Bennetts expects to launch a cash management account in the coming weeks, followed by term deposits.

"There's a lot of people out there not happy with the banks," Bennetts said.

"They have created an opportunity for us to compete."

PIS advisers currently write business into a number of cash management trusts and accounts offered by the big-name institutions. Bennetts said he expected the group's play in the cash management space was likely to draw criticism from the banks, but that the move by a financial services licensee into this field would revolutionise the advice industry, particularly where non-institutionally aligned businesses were concerned.

"Yes, we will take on the banks in the fixed interest space," Bennetts said, describing the model as the way for dealer groups to survive and compete in the future.

Bennetts said changes to the remuneration practices in the financial advice space would make it extremely difficult for non-institutionally owned, large-scale licensees to remain adequately profitable.

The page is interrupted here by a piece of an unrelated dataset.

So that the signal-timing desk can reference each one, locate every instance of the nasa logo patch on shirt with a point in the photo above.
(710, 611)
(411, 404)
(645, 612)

Over the past 12 months the group has been indicating it would need to share in the profits made through product provision to allow for the potential removal of volume rebates at a licensee level.

PIS, like many dealer groups, saw a dramatic fall in revenue through the crisis as a result of reduced investment inflows. Speaking at the PIS annual conference yesterday, Bennetts pointed to investors' rush to cash during the crisis.

Bennetts said adherence to the incoming guidelines around remuneration, namely the removal of adviser commissions and licensee volume bonuses, would see the group's revenue fall by around 90 per cent.

"We have to change. We can't keep repeating the same model."